En noviembre viajó a New York a recibir el premio María Moors Cabot de la Universidad de Columbia por su labor en “El Telégrafo”, en pro de la política de buena voluntad de los Estados Unidos.

En la década de los años cincuenta y con el fallecimiento de su madre adquirió la mayoría de las acciones y el control absoluto de la empresa pero la competencia del diario “El Universo”, más activo en todo sentido y hasta escandaloso a veces, les había arrebatado el liderazgo en la venta de anuncios publicitarios y duplicaba en el tiraje de edición.

“El Telégrafo”, convertido poco a poco en un diario de mentalidad estacionaria por conservadora, dentro de un liberalismo decadente, no apoyó el ascenso de Camilo Ponce en 1956 pero el 58 batió palmas cuando el gobierno pactó con Juan X. Marcos que asumió la presidencia de la Autoridad Portuaria y el Dr.
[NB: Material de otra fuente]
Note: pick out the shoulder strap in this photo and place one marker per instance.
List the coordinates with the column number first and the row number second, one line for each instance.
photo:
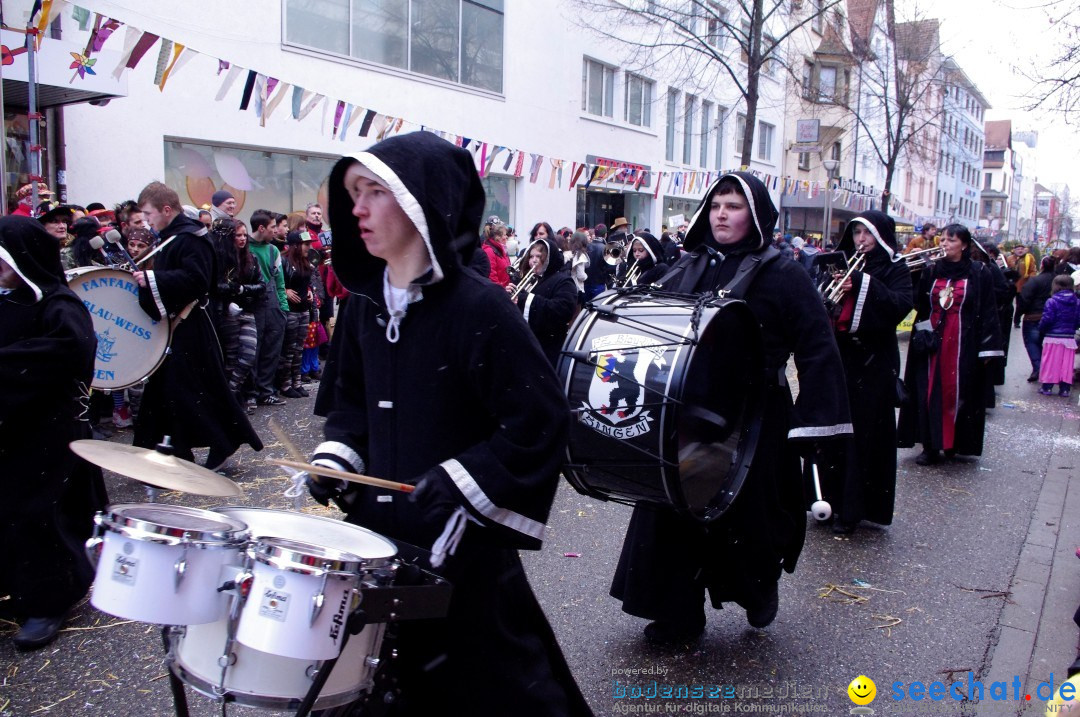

Miguel Macías Hurtado, miembro del arroyismo, pasó a ocupar la Gobernación de la provincia del Guayas

Uno de sus sobrinos políticos era postulante donde los padres jesuítas y sus hijos pertenecían a la Juventud Universitaria Católica JUC, lo cual hizo que el 59 – al triunfar la revolución de Fidel Castro en Cuba – el diario se convirtiera en una pieza clave del anticomunismo en el Ecuador.

En los sesenta siguió siendo Josancas el mismo trabajador incansable de siempre, sin horarios fijos y prolongando a veces sus jornadas hasta las noches, siempre pendiente de todo detalle por insignificante que fuere. También colaboraba en diferentes instituciones de servicio público como la Junta de Beneficencia, Lea y Solca, sin escatimar la participación del diario en toda iniciativa en pro del adelanto de la ciudad, por eso el alcalde Asaad Bucaram le declaró en 1962 Mejor Ciudadano de Guayaquil.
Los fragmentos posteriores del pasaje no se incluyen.